The concept of having the user just use their phone browser and not downloading any app, not logging into any special network, means ease for the user and more work for the owner of the Cimini. The owner must put up the web service on a site allowing PHP scripts and MySQL. To make it easier for the owner, the whole concept has to be re-designed. The user could have direct contact between the phone and the 1010.
Also, more details should be included in the user interface, where the user would have to enter some codes to allow access, and the owner could administrate the usage through an admin page.
The wooden parts
The bottom plate, as well as the ceiling plate could be ordered from the local wood supplyer, as ready cut plywood. The round corner poles could be of same measure as the piedestal that the pan-tilt device stands on, some standard measured material (either round or rectangular) that one could cut easily in desired lengths.
The ceiling plate needs the holes for the string holding the chimes. If the plate is cut with a CNC machine (laser or milling), the same machine could be programmed to make the holes.
The pan-tilt device and the arm
The pan-tilt device, the arm and the tip touching the chimes should need further development. It should be 3D printed so that the top most element would have the tilt axis (attached to the servo), the arm and the tip touching the chimes integrated in one print.
And while we're 3D printing, the front façade decorations could be designed and printed in various styles - barocque, classic, art-nouveau...
The chrome plated copper tube really has a heavenly sound and there's no need to replace it. But to speed up the process of cutting the pieces, one would need a miter saw capable of cutting the copper tube at a 0.1 mm precision, as well as a pillar drill. The pieces still need to be tuned by hand, but the less one has to file off to get the right frequency, the faster the job will get done. The thread needs to be "sewed" in place by hand, but it would help to have a wooden arc placed between the ceiling plate and the chimes to get the right distance for each chime. This arc could as well be 3D printed.

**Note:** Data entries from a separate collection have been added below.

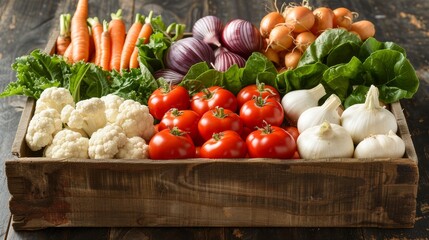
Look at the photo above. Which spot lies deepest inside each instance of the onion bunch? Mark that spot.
(233, 43)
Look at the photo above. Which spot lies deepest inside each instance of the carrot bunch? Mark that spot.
(289, 32)
(106, 44)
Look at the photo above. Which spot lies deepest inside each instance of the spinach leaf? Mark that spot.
(304, 77)
(330, 39)
(36, 72)
(259, 69)
(339, 79)
(371, 45)
(392, 73)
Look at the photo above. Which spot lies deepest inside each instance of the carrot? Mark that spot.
(97, 30)
(63, 40)
(144, 35)
(130, 41)
(91, 56)
(105, 45)
(79, 32)
(117, 34)
(68, 54)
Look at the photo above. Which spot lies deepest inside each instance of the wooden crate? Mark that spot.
(343, 192)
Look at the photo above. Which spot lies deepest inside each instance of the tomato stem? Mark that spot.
(207, 93)
(177, 132)
(176, 112)
(219, 112)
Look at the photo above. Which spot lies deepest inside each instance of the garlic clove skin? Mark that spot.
(317, 115)
(326, 140)
(369, 118)
(381, 146)
(296, 102)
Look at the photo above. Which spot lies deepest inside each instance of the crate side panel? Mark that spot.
(345, 193)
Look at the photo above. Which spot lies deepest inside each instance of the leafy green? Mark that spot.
(391, 70)
(325, 44)
(259, 69)
(36, 72)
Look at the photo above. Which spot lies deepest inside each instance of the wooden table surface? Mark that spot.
(26, 25)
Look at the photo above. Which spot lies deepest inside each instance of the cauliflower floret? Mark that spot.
(106, 142)
(55, 98)
(88, 115)
(112, 103)
(134, 148)
(135, 120)
(68, 144)
(42, 128)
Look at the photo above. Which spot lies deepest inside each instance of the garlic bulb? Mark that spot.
(296, 102)
(325, 141)
(317, 115)
(381, 146)
(369, 118)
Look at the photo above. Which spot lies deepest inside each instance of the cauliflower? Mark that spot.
(42, 128)
(112, 103)
(68, 144)
(88, 115)
(134, 148)
(135, 119)
(106, 142)
(54, 98)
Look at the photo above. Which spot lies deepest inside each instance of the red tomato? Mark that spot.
(185, 120)
(219, 120)
(171, 144)
(213, 97)
(258, 111)
(293, 131)
(226, 144)
(270, 142)
(165, 98)
(249, 92)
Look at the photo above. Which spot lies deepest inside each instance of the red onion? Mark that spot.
(208, 29)
(169, 75)
(241, 37)
(225, 59)
(186, 52)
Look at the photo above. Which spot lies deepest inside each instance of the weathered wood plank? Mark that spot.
(344, 192)
(415, 117)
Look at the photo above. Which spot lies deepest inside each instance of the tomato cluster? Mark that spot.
(215, 123)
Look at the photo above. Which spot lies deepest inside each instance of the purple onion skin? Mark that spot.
(208, 29)
(186, 52)
(169, 76)
(241, 37)
(225, 59)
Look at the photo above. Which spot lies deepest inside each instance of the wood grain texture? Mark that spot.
(402, 21)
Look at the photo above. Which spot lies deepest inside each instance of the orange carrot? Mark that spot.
(68, 54)
(130, 41)
(79, 32)
(144, 34)
(63, 40)
(91, 56)
(117, 31)
(97, 30)
(105, 47)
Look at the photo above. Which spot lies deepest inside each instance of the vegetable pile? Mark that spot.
(305, 83)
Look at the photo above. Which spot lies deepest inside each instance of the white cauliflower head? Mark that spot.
(106, 142)
(68, 144)
(135, 120)
(112, 103)
(42, 128)
(88, 115)
(134, 148)
(54, 97)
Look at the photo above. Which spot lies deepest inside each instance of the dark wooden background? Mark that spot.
(26, 25)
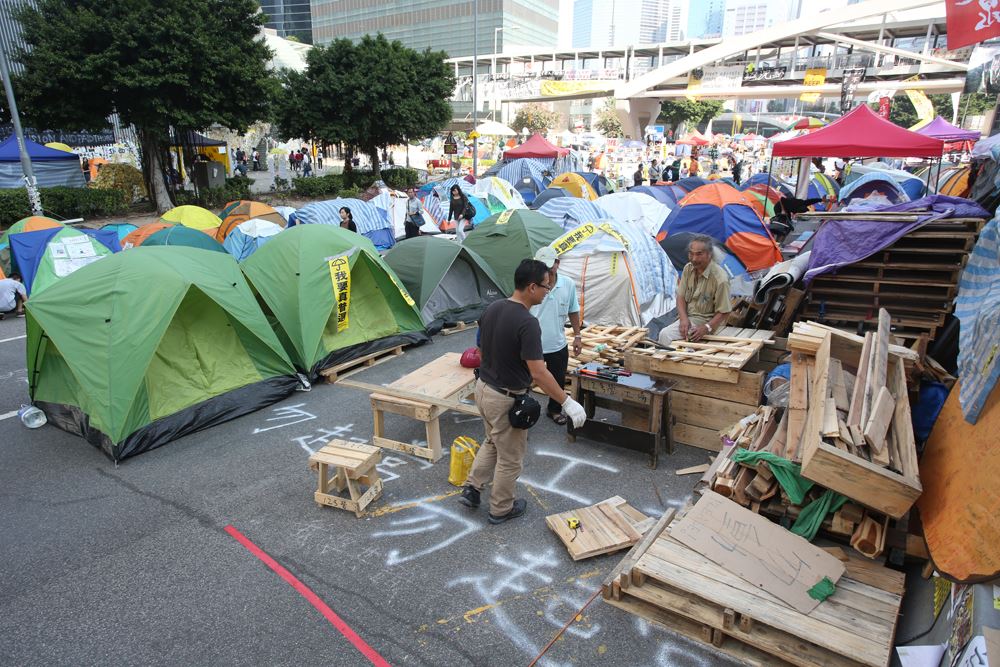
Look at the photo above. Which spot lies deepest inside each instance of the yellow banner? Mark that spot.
(922, 103)
(570, 239)
(814, 77)
(611, 231)
(559, 88)
(505, 216)
(340, 276)
(402, 290)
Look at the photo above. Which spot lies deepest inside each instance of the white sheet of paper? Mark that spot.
(921, 656)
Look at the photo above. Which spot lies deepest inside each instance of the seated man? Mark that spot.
(12, 296)
(702, 295)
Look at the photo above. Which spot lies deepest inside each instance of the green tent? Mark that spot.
(184, 236)
(506, 239)
(149, 345)
(294, 275)
(449, 282)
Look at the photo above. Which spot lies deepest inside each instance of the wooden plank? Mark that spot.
(707, 412)
(757, 550)
(880, 419)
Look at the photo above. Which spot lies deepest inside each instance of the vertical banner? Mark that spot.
(852, 77)
(340, 276)
(971, 21)
(814, 77)
(884, 107)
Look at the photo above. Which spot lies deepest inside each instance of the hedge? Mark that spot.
(63, 202)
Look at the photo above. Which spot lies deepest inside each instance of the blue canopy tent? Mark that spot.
(52, 167)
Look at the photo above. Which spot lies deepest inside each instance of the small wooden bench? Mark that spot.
(354, 465)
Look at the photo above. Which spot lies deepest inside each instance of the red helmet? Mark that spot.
(470, 358)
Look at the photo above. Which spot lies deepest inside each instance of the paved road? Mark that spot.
(132, 564)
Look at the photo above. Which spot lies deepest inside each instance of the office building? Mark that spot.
(743, 17)
(291, 19)
(440, 24)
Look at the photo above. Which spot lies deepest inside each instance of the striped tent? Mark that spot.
(569, 212)
(372, 221)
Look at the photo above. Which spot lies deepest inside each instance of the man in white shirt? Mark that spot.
(12, 296)
(559, 304)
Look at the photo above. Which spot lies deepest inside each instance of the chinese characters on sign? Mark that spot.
(340, 275)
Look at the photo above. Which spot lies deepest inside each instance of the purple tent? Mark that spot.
(939, 128)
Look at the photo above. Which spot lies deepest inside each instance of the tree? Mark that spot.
(161, 64)
(367, 95)
(677, 111)
(537, 118)
(608, 122)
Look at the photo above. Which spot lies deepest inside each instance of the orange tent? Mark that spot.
(136, 238)
(237, 212)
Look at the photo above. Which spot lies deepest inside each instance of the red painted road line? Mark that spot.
(314, 599)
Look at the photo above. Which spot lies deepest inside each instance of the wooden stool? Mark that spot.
(353, 464)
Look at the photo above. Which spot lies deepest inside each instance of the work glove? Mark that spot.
(575, 412)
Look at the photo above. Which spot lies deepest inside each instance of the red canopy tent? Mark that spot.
(536, 146)
(858, 134)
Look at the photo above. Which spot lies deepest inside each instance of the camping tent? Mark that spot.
(294, 275)
(194, 217)
(52, 167)
(46, 256)
(247, 237)
(449, 282)
(723, 213)
(178, 235)
(939, 128)
(504, 239)
(536, 146)
(150, 345)
(569, 212)
(635, 208)
(622, 276)
(575, 184)
(860, 133)
(372, 222)
(240, 211)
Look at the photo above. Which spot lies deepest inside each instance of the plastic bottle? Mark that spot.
(31, 416)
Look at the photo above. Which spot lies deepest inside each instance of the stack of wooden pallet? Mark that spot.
(916, 277)
(736, 602)
(713, 388)
(605, 344)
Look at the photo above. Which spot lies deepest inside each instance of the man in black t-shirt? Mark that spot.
(511, 352)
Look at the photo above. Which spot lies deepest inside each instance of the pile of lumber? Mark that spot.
(915, 278)
(706, 399)
(604, 344)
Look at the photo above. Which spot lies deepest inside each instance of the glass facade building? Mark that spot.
(290, 18)
(439, 24)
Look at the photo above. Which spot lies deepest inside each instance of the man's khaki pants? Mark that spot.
(673, 332)
(501, 456)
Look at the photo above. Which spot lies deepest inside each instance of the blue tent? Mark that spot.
(52, 167)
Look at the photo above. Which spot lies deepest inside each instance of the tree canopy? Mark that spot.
(366, 95)
(677, 111)
(161, 64)
(537, 118)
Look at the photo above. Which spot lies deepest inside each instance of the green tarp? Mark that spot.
(506, 239)
(147, 345)
(291, 273)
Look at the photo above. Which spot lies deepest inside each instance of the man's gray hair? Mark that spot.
(708, 241)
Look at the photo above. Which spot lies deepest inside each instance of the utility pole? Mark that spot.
(475, 86)
(34, 199)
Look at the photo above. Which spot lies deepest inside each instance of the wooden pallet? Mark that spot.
(606, 527)
(672, 585)
(458, 327)
(346, 368)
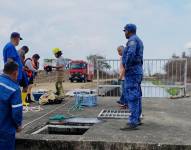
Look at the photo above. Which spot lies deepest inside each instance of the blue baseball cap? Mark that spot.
(25, 48)
(16, 35)
(130, 28)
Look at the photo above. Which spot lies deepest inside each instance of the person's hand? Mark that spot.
(19, 129)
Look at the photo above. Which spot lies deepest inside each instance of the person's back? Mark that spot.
(10, 106)
(134, 65)
(7, 88)
(10, 54)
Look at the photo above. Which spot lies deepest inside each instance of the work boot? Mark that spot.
(23, 97)
(29, 100)
(140, 123)
(129, 127)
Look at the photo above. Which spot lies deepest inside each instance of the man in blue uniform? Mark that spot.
(11, 54)
(10, 106)
(132, 60)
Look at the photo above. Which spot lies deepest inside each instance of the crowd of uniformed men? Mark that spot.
(19, 73)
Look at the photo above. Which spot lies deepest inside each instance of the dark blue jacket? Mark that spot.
(132, 58)
(10, 105)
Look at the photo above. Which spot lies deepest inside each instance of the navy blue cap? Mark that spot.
(130, 28)
(16, 35)
(25, 48)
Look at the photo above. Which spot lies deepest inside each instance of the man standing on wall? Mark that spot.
(132, 60)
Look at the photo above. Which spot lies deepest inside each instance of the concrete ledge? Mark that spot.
(31, 144)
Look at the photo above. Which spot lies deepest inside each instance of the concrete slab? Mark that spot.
(167, 125)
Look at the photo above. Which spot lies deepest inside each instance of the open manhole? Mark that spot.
(77, 121)
(62, 130)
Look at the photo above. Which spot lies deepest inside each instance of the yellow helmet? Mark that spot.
(56, 50)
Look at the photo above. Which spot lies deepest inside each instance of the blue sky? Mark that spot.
(83, 27)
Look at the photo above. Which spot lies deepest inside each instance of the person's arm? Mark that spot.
(130, 54)
(122, 73)
(17, 108)
(28, 63)
(11, 53)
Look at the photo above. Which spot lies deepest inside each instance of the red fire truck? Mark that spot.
(81, 71)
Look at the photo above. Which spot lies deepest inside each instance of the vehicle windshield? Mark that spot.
(77, 66)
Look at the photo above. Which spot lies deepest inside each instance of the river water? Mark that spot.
(151, 90)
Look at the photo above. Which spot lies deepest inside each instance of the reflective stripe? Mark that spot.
(18, 105)
(8, 87)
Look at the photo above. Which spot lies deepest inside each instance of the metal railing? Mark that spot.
(162, 77)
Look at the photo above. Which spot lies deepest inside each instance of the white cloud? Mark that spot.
(82, 27)
(188, 45)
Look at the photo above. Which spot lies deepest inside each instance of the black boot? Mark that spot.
(29, 100)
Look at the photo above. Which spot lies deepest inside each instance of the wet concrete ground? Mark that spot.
(167, 125)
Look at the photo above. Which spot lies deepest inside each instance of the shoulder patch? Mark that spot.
(131, 43)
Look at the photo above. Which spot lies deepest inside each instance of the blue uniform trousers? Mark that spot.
(7, 141)
(133, 95)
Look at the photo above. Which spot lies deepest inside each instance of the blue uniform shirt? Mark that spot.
(10, 51)
(10, 105)
(132, 58)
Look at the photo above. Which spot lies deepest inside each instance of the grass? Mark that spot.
(172, 91)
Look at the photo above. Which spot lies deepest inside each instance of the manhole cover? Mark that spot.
(113, 114)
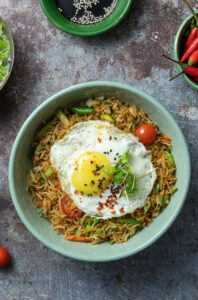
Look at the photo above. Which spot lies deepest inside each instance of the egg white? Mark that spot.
(83, 137)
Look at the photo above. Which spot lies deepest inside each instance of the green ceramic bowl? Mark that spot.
(21, 162)
(178, 49)
(54, 15)
(11, 54)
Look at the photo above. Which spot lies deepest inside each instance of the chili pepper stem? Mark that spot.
(175, 61)
(192, 10)
(180, 73)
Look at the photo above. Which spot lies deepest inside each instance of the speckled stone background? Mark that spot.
(48, 60)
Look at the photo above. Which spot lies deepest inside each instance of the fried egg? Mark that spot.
(83, 160)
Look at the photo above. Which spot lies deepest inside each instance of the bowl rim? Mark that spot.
(176, 51)
(80, 31)
(12, 53)
(28, 122)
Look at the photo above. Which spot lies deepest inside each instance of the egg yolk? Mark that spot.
(90, 177)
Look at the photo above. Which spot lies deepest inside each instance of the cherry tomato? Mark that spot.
(69, 208)
(4, 257)
(147, 134)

The servos definitely need to be chosen to be as silent as possible. Just for the case of elegancy, the 1010 should have a 3D printed case of its own, with just the micro USB contact sticking out. The whole system could therefore still be powered with a simple power bank or a phone charger attached to the wall.
To cut expenses, further development should be done to replace the Arduino (which really is just an evaluation board) with just the minimum of components soldered to a PCB.
A final product
So you would like to buy a Cimini to place it in your café, to let your customers enjoy playing with it. You would receive a package with all the parts. The bottom plate would have the legs attached, as well as the microcontroller in its own case. You would attach the pan-tilt arm to its place on the bottom plate with a bolt and a wing nut from the bottom. The four poles would likewise attach to their places with bolts and wing nuts. Then you place the ceiling plate with all chimes readily attached in their threads, onto the four poles. The plate has guiding pegs and the poles have holes for the pegs. Finally you snap on the 3D printed decoration, which locks on to the front side of the ceiling plate.
You connect a 5 V USB phone charger to the microcontroller underneath the bottom plate and you are ready to go. Just wait for the network to show up on your list of wireless networks on your phone and browse to the control page. Or choose the longer route, reprogram the 1010 to use a website on internet, to make it easier for anyone to operate the Cimini.